Wir tun dies, ohne dass wir uns dabei unserer eigenen emotionalen Verantwortung bewusst sind. Wir erkennen nicht, dass wir uns manchmal nackt vorkommen und vor Kälte frieren. Dann wünschen wir uns nichts sehnlicher, als bei jemand anderem einen sicheren Ort zu finden, wo wir uns wärmen können.
Allerdings ist es gut zu wissen, dass diese Formel niemals funktionieren wird. Eine Person, die als “Schutzraum” oder “Arzt” fungiert, fühlt sich nur dann nützlich, wenn sie gebraucht wird. Leider definiert das eine abhängige Beziehung.

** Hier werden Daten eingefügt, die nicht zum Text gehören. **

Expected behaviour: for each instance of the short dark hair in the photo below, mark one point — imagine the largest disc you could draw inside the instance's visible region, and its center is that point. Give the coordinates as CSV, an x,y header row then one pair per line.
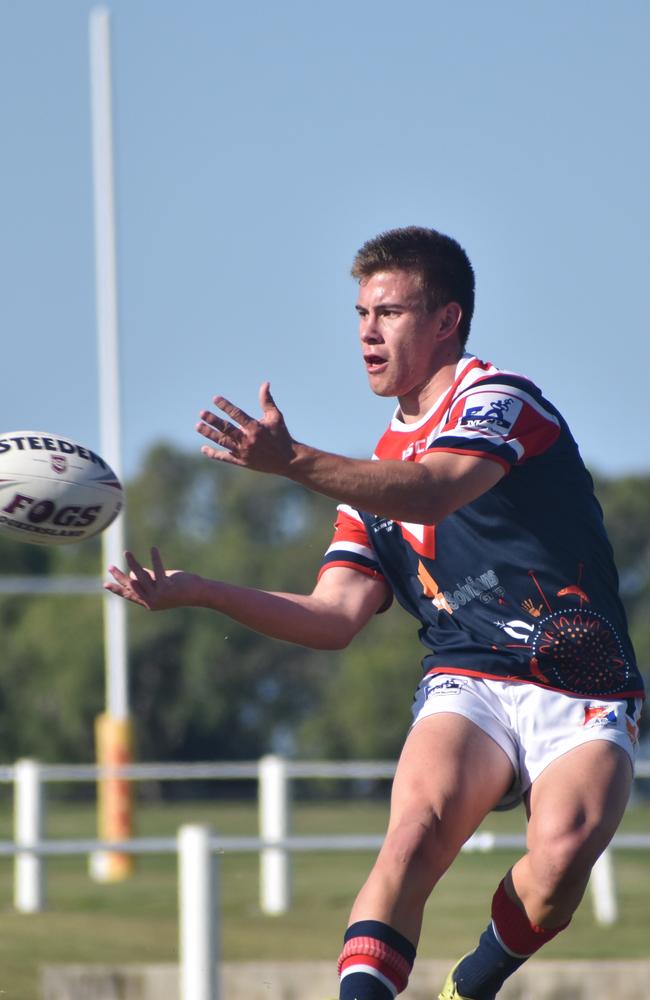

Früher oder später geht der Person in dieser Rolle die Energie aus. Ihr eigenes Leben und ihre Würde rinnt ihr davon, denn sie wird unter dem unerbittlichen Blick des Partners durch seine Lupe leben.
Lassen wir also nicht zu, dass so etwas geschieht. Stellen wir uns vor den Spiegel. Entdecken wir uns und unser Selbstwertgefühl darin neu. Lassen wir uns nicht in eine Beziehung hineinziehen, in der wir unser eigenes Glück opfern müssen, um geliebt zu werden.